Elegance of the random sampling training strategy: no additional parameters or losses are introduced; simply changing the input pairing scheme during training compels the model to learn true dynamics.
Transformer encoder → decoder transition: this architectural choice is both principled (cross-attention over features is required) and lightweight (only a single decoder block is used).

Limitations & Future Work¶

Fixed slot count: the method still requires a predefined number of slots and cannot adapt to the actual number of objects in a scene.
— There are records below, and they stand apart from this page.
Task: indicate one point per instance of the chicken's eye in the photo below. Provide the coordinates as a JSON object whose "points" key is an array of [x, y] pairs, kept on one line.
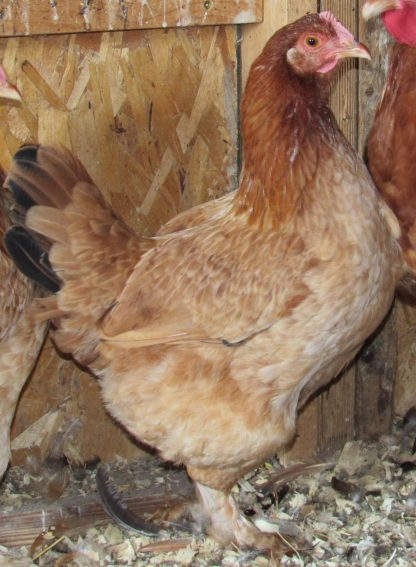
{"points": [[312, 41]]}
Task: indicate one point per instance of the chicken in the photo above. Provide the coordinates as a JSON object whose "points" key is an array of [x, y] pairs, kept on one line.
{"points": [[20, 337], [392, 140], [206, 337]]}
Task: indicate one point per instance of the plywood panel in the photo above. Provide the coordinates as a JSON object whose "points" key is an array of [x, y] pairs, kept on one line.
{"points": [[153, 117], [32, 17]]}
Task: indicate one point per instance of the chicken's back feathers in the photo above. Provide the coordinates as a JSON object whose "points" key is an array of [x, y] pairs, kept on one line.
{"points": [[20, 336]]}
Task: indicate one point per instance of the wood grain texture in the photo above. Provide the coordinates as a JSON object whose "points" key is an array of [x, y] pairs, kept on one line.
{"points": [[153, 117], [34, 17]]}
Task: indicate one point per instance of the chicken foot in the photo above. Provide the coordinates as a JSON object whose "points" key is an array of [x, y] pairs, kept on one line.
{"points": [[226, 523]]}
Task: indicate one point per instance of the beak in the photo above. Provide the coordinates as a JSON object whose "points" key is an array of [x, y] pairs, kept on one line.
{"points": [[354, 50], [373, 8], [9, 92]]}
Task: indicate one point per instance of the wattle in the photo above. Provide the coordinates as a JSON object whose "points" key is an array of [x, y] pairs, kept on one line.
{"points": [[401, 24]]}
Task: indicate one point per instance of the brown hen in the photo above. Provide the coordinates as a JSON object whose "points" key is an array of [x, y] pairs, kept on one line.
{"points": [[392, 141], [20, 337], [206, 337]]}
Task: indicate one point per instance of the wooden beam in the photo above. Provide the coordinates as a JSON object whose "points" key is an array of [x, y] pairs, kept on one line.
{"points": [[33, 17]]}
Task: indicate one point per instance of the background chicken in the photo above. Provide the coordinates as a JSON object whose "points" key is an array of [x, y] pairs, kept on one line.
{"points": [[392, 140], [206, 337], [20, 337]]}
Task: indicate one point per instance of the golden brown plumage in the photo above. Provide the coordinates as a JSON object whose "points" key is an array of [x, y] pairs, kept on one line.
{"points": [[206, 337], [20, 337], [392, 140]]}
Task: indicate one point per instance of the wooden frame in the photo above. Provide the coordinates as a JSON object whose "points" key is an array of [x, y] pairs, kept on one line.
{"points": [[74, 16]]}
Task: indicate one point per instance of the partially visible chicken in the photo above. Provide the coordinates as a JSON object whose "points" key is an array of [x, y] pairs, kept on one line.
{"points": [[206, 337], [20, 337], [391, 148]]}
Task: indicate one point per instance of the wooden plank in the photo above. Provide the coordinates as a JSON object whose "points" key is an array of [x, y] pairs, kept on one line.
{"points": [[376, 373], [372, 74], [34, 17], [153, 116], [344, 100]]}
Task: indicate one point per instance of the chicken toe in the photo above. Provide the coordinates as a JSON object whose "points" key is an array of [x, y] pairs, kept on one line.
{"points": [[226, 523]]}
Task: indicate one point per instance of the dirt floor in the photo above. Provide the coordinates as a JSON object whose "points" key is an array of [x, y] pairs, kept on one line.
{"points": [[358, 508]]}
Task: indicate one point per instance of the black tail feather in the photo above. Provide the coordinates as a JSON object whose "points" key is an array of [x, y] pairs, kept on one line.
{"points": [[21, 198], [30, 258]]}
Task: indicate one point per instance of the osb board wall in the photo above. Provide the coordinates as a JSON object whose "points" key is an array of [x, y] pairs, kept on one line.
{"points": [[153, 116], [30, 17]]}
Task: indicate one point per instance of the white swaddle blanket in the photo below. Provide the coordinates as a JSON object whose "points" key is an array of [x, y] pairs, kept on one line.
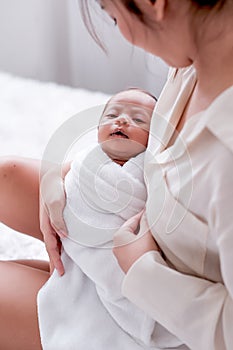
{"points": [[85, 309]]}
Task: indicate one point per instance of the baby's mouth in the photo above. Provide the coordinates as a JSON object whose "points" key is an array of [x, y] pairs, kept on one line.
{"points": [[119, 134]]}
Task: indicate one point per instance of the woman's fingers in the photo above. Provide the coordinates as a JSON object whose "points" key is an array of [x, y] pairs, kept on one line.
{"points": [[130, 243], [53, 247], [127, 232], [52, 242]]}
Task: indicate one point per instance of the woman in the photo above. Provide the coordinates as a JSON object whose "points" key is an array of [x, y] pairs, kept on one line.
{"points": [[189, 174]]}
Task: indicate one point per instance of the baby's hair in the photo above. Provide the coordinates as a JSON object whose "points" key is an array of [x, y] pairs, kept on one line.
{"points": [[129, 89]]}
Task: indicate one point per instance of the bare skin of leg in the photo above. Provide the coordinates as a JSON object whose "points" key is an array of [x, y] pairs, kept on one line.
{"points": [[19, 195], [20, 281], [18, 308]]}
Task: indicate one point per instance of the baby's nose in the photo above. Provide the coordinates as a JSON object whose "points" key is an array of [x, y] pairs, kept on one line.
{"points": [[122, 120]]}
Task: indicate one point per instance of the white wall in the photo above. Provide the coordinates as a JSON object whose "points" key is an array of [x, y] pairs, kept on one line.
{"points": [[46, 40]]}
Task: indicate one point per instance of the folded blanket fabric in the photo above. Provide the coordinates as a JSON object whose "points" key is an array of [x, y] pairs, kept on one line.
{"points": [[85, 309]]}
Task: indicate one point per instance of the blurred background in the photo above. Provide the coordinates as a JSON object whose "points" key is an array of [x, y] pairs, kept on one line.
{"points": [[46, 40]]}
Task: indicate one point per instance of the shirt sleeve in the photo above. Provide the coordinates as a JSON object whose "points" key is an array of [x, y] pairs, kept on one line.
{"points": [[196, 310]]}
Integrating adaptive slot-count techniques would necessitate redesigning the random sampling strategy.
Window size constrained by training clip length: longer videos may require larger windows, increasing computational cost.
Evaluated only in self-supervised settings: effectiveness in supervised or semi-supervised video OCL remains unexplored.
Limited gains on CLEVRER: the baseline already achieves high performance (95.6%) on simple synthetic videos, leaving little room for improvement.

Slot Attention (Locatello 2020): the foundational module for object-centric learning, upon which the proposed transitioner is built.
SlotContrast (Manasyan 2025): current SOTA and the baseline for this work.
VideoSAUR (Zadaianchuk 2024): the first method to leverage visual foundation models for video OCL.
DINO2 (Oquab 2023): serves as the frozen encoder providing features.

Rating¶

Novelty: ⭐⭐⭐⭐⭐ — The two core insights (next-frame feature utilization + random sampling) are simple yet highly effective, and had been entirely overlooked by prior work.
Experimental Thoroughness: ⭐⭐⭐⭐ — Covers synthetic and real datasets, downstream tasks, detailed ablations, and a dynamics validation matrix.
Writing Quality: ⭐⭐⭐⭐ — Problem formulation is clear; motivation experiments are convincing.
Value: ⭐⭐⭐⭐⭐ — Achieves substantial progress in video OCL; the core ideas are generalizable to other recurrent architectures.